Great Western Secure Data Environment

Theme Translational data science

Workstream Clinical informatics platforms

Status: This project is ongoing

Secure Data Environments (SDEs) are online platforms for analysing health and social care data for research. They aim to improve the safety of the use of data in research.

NHS England is supporting regions to set up their own local SDEs.

SDEs give approved researchers secure access to routinely collected NHS and local authority data. Access is only allowed with the permission of these organisations.

Data in SDEs can include things like:

  • Illnesses and conditions
  • Treatment and care
  • Medical imaging such as X-rays
  • Test results
  • Medicines and allergies
  • Hospital appointments and admissions
  • Social care activity

Identifiable information will be depersonalised. Identifying personal information is replaced with ‘dummy’ information before a researcher accesses it. This includes names, addresses or NHS numbers.

Results from analyses of SDE data are independently checked. This protects privacy and ensures results don’t contain information that could be used to identify people.

This SDE approach means data isn’t sent or used for any purpose other than the approved research. This approach has already been tested for several years. SDEs take it to a larger, regional scale.

The benefits of the SDE approach include:

  • Security and peace of mind. SDEs are developed to the highest security standards. Only approved researchers, working on pre-approved projects, will be able to access the data.
  • Speeding up the research process. The SDE will make data-sharing processes more efficient. Researchers will be able to access data in one place. They won’t have to ask lots of organisations for permission or set up separate data sharing agreements. This will speed up research, bringing new treatments and approaches into practice more quickly.
  • Tackling health and care inequalities. SDEs pool routinely collected data from GPs and other health and care services. This means that information for most of the population will be included. This in turn means that researchers can study needs and outcomes for groups of people traditionally excluded from research.
  • Enabling more researchers to help solve problems in health and social care.
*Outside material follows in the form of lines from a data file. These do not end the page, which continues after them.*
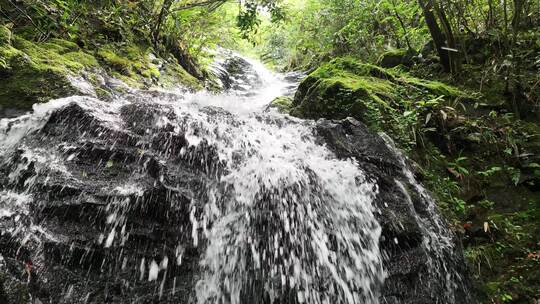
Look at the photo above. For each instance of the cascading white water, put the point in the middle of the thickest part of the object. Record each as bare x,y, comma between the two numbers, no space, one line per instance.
218,199
294,218
286,220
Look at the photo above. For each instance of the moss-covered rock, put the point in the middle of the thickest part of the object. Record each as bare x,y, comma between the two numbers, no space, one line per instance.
382,98
396,57
37,72
5,35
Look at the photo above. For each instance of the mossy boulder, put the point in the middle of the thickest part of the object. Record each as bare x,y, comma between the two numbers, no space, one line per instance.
37,72
384,99
396,57
5,35
342,88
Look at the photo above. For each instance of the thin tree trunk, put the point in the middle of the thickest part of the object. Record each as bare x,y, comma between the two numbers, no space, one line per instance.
160,19
453,52
436,33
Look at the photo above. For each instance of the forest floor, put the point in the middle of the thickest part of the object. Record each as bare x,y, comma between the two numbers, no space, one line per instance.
475,139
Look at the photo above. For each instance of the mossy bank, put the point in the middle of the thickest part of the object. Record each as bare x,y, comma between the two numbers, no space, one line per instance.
483,166
33,72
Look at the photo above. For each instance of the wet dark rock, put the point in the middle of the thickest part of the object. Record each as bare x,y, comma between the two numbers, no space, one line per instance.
142,181
404,228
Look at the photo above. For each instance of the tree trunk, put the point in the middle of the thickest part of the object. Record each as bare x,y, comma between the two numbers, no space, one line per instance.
436,33
160,19
453,52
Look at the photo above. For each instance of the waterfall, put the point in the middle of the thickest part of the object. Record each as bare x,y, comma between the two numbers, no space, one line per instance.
205,198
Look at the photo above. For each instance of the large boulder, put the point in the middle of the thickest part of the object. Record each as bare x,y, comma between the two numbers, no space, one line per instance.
37,72
99,205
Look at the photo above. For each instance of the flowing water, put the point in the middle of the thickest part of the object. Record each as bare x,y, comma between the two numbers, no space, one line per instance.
273,215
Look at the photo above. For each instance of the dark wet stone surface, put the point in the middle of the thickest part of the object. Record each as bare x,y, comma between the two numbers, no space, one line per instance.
78,266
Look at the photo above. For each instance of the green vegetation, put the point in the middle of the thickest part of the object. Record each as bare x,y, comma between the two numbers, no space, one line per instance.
454,83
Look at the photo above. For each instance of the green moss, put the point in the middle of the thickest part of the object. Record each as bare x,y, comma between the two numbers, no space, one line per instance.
36,72
433,87
396,57
115,61
5,35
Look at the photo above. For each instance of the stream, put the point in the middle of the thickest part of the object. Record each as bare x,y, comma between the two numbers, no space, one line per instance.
178,197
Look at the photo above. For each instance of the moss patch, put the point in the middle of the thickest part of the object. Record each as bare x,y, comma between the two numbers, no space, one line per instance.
36,72
384,99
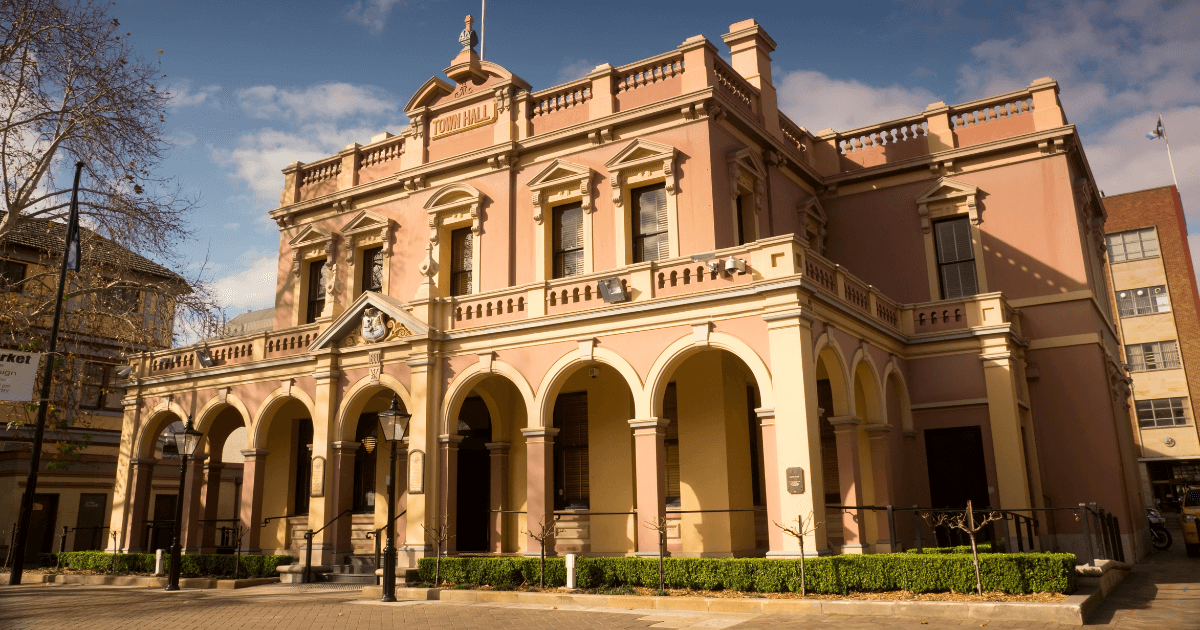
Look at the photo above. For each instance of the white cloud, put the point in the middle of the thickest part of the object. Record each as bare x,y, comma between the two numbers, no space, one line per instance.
371,13
250,288
185,96
325,102
817,101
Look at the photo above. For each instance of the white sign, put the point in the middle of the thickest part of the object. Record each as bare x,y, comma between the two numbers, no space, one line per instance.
17,372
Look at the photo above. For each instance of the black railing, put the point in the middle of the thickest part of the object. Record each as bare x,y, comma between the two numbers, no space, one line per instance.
307,538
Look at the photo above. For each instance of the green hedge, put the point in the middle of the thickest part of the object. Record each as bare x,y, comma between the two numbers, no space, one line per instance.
192,564
983,547
919,573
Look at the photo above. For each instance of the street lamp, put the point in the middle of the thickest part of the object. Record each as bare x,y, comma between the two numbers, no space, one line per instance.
394,425
186,442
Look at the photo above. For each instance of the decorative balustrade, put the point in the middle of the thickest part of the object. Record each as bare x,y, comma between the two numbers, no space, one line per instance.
889,133
469,311
731,83
561,97
383,153
635,76
321,172
289,341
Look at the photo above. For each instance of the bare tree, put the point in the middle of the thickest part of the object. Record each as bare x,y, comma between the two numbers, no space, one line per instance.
965,521
803,528
439,535
659,526
545,532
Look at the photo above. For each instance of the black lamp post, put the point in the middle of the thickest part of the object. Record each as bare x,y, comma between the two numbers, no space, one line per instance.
186,442
394,425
Through improving support, processes and technology, more research can be undertaken. Examples include understanding demand for emergency or social care, or it might be on the effectiveness of treatments or developing new clinical risk scores.
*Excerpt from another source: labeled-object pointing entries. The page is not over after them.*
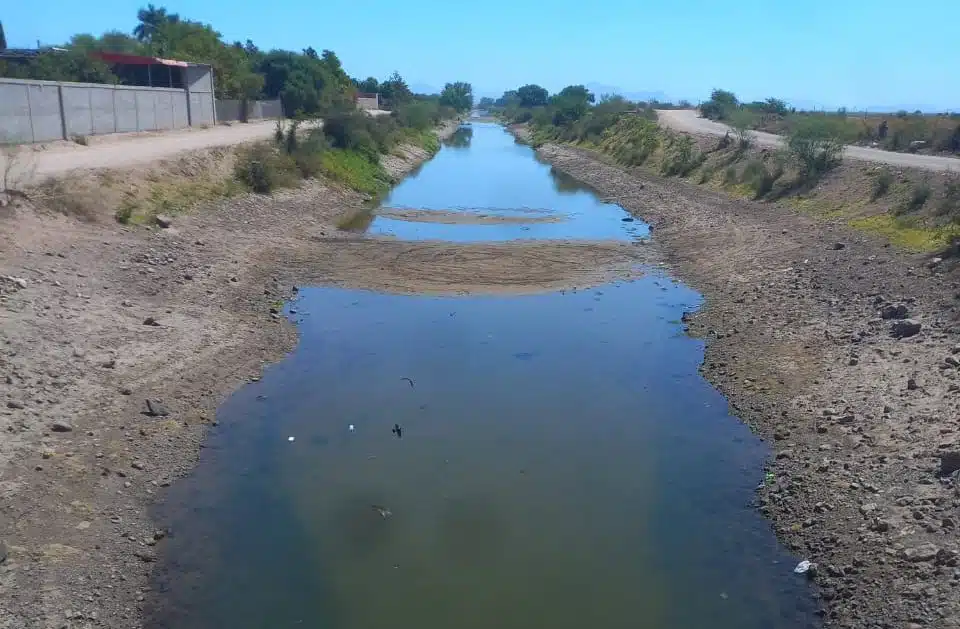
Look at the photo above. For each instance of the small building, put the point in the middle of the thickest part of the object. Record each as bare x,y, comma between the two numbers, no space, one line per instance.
368,101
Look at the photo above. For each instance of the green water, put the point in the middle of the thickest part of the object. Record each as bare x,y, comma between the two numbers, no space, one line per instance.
562,464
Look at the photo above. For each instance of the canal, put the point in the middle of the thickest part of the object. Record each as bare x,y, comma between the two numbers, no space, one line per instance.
548,460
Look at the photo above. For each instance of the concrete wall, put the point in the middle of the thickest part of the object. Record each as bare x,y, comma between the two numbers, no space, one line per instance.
199,84
42,111
368,103
258,109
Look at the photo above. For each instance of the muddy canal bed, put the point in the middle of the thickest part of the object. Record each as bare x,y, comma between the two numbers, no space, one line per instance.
548,460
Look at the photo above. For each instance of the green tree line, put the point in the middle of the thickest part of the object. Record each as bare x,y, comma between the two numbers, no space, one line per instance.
307,82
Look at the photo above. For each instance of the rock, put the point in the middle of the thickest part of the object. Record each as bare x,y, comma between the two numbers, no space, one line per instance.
949,462
894,311
155,408
905,328
923,552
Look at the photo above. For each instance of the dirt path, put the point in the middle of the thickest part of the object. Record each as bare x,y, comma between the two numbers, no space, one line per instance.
36,163
800,324
688,121
97,318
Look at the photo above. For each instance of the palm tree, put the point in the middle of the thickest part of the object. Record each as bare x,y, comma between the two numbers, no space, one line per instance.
151,19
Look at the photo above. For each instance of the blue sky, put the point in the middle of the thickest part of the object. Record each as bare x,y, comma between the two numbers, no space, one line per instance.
830,53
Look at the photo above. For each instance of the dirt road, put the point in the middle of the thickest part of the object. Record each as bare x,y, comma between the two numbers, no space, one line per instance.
96,318
807,336
35,163
688,121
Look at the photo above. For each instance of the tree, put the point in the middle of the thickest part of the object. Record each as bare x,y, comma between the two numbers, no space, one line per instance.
571,104
458,96
370,85
532,96
394,91
151,20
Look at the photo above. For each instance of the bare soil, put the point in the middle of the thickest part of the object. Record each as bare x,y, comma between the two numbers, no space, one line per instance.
455,217
97,318
858,419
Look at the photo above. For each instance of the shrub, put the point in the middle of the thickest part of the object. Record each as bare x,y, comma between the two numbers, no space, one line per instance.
682,158
950,204
729,176
356,171
742,121
262,169
918,197
816,147
881,183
Eventually, regional SDEs will link together as part of a national network. This will allow research across regional boundaries or the whole country. Each local data controller will still have control of where data is used.

Project aims

The Great Western Secure Data Environment covers:

  • Bristol, North Somerset and South Gloucestershire
  • Cornwall and the Isles of Scilly
  • Devon
  • Gloucestershire
  • Somerset
  • Bath and North East Somerset, Swindon and Wiltshire
  • The South Western Ambulance Service area which also includes Dorset

Partners from across the region include:

  • NHS organisations: hospital trusts, mental health trusts and GP surgeries, represented by Integrated Care Boards
  • Local authorities
  • Our local universities
  • National Institute for Health and Care Research (NIHR) groups like the Applied Research Collaborations (ARCs) and Biomedical Research Centres (BRCs)
  • Health Innovation Networks
  • NHS England – South West
  • Our neighbouring SDE projects in the South of England

We are also working closely with members of the public. Digital Critical Friends are members of the public members trained in digital and data approaches in healthcare. This gives them the confidence and expertise to give their perspectives on SDE plans.

Three Digital Critical Friends sit on the Great Western SDE management and leadership board. They help ensure it is fit for purpose and is in the public interest.

Hosted by NHS Bristol, North Somerset and South Gloucestershire Integrated Care Board (BNSSG ICB), the Great Western SDE is co-led by the partners. Together we are developing the Great Western SDE and rolling it out across the region.

In the Bristol BRC we are supporting the development of the SDE through the following projects:

  • TDS009 Supporting data access in partner organisations. One of our researchers will support partner organisations in understanding and implementing information governance requirements and processes necessary for the Great Western SDE to function. Information governance is a framework that helps organisations manage confidential and sensitive patient data in a secure, legal and effective way. The researcher working in this role will manage information governance-related activities, make applications to data governance committees, develop documentation and provide support for the BNSSG ICB.
  • TDS011 Developing and testing an early version of the SDE. We will conduct a small number of projects to test how data stored within the SDE can be accessed and analysed. This will help us test the design and functionality of the SDE before it is rolled out across all partner organisations.

What we hope to achieve

The Great Western SDE will be a secure, robust way of accessing NHS and local authority information. It has the potential to enable so much new research. It should also reduce the time involved in setting up studies and getting access to data.

We want citizens in the Great Western area to know about the SDE, understand its value and see the benefit of having their data included in it. To this end we are continuing our programme of public engagement workshops and developing a public website.